Now the DC Circuit Court of Appeals has ruled that Boasberg overstepped majorly, with Judge Neomi Rao calling out his “a clear abuse of discretion.”
Judicial abuses are even more flagrant at the state-court level: Consider Minnesota Judge Hannah Dugan, who in April 2025 obstructed federal agents trying to detain an illegal immigrant by helping the perp sneak out of her courtroom — though he’d been brought in over a violent assault.
The migrant was chased down and caught before he could do more harm; Dugan was arrested and charged, and then convicted of a felony in December.
In sentencing June 3, she could get up to five years; she deserves every day.
Meanwhile, the Supremes have been clarifying the limits on the lower federal courts.
In Trump v.

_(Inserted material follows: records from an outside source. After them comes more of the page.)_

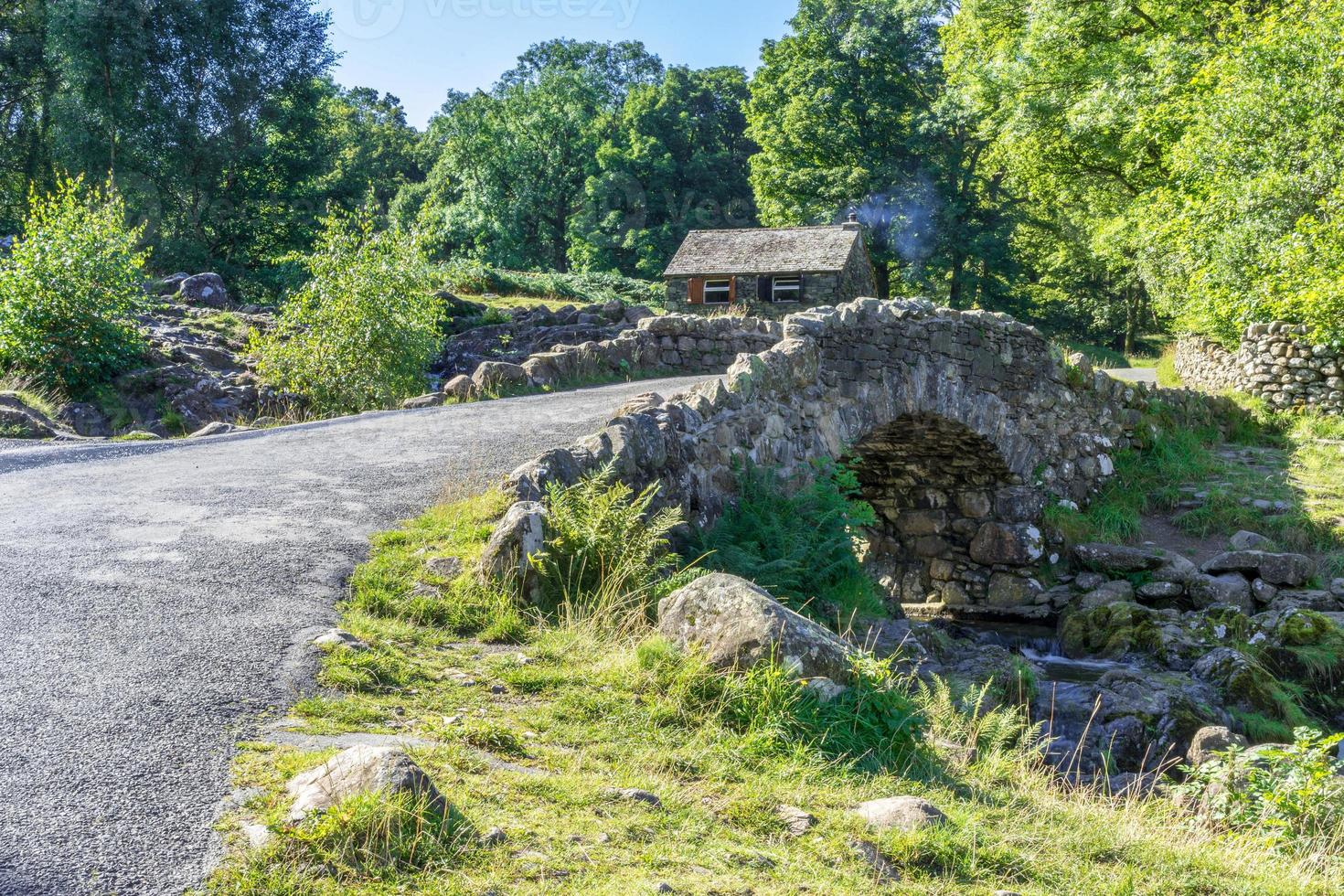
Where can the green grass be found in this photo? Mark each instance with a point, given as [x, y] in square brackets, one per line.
[591, 712]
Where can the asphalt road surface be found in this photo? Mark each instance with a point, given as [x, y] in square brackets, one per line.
[156, 601]
[1136, 375]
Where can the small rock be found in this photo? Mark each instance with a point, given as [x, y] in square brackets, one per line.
[1117, 558]
[460, 387]
[1250, 541]
[355, 772]
[337, 638]
[902, 813]
[445, 567]
[795, 821]
[738, 624]
[212, 429]
[634, 795]
[433, 400]
[882, 867]
[1210, 741]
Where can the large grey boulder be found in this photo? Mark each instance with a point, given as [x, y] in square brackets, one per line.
[205, 289]
[1230, 589]
[497, 375]
[901, 813]
[1209, 741]
[1277, 569]
[359, 770]
[738, 624]
[517, 539]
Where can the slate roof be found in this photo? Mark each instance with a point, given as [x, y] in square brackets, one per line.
[707, 252]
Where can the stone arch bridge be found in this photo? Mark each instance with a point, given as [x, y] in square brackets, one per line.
[963, 426]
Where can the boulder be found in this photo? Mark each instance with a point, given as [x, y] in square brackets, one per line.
[433, 400]
[1118, 558]
[1275, 569]
[1118, 592]
[499, 375]
[901, 813]
[1230, 589]
[517, 539]
[359, 770]
[1249, 541]
[738, 624]
[205, 289]
[1210, 741]
[460, 387]
[997, 543]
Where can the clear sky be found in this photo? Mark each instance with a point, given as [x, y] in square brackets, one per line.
[420, 48]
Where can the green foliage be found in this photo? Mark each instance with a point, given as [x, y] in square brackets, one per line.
[606, 555]
[380, 836]
[360, 334]
[70, 289]
[677, 162]
[1290, 795]
[795, 539]
[476, 280]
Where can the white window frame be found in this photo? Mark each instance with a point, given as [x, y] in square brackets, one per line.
[718, 291]
[792, 289]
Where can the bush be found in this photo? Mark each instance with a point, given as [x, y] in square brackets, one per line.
[606, 557]
[362, 332]
[795, 539]
[70, 289]
[1293, 795]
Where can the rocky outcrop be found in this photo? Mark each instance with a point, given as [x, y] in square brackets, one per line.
[1275, 361]
[738, 624]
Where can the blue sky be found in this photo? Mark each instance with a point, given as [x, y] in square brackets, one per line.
[418, 48]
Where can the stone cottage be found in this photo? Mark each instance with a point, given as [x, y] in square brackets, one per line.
[774, 272]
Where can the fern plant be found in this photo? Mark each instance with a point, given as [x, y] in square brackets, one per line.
[608, 557]
[795, 538]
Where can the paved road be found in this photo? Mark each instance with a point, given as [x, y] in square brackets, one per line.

CASA last June, the high court ruled 6-3 that three district court jurists — John Coughenour in Washington state, Deborah Boardman in Maryland and Leo Sorokin in Massachusetts — had overstepped by issuing emergency nationwide injunctions blocking enforcement of Trump’s executive order on birthright citizenship.
That was a stunning blow to the then rapidly-congealing conventional wisdom that lower-court judges’ powers exceed those of the president (at least, when he’s a Republican).
The Boasberg slapdown should re-emphasize that — though it may be appealed to the full DC Circuit, and possibly then to the Supreme Court.
Having the judiciary police itself is far healthier than, e.g., the drive for congressional impeachment proceedings against Boasberg.
In that context, Dugan’s abuse of her power merits a sentence harsher than what a civilian face would for obstructing an officer; that would further drive home the lesson.
Our Constitution grants the president immense powers to execute his chosen policies; judges should never substitute their personal opinions for the law.
And if our courts don’t stick to that, the country’s headed for far bigger trouble.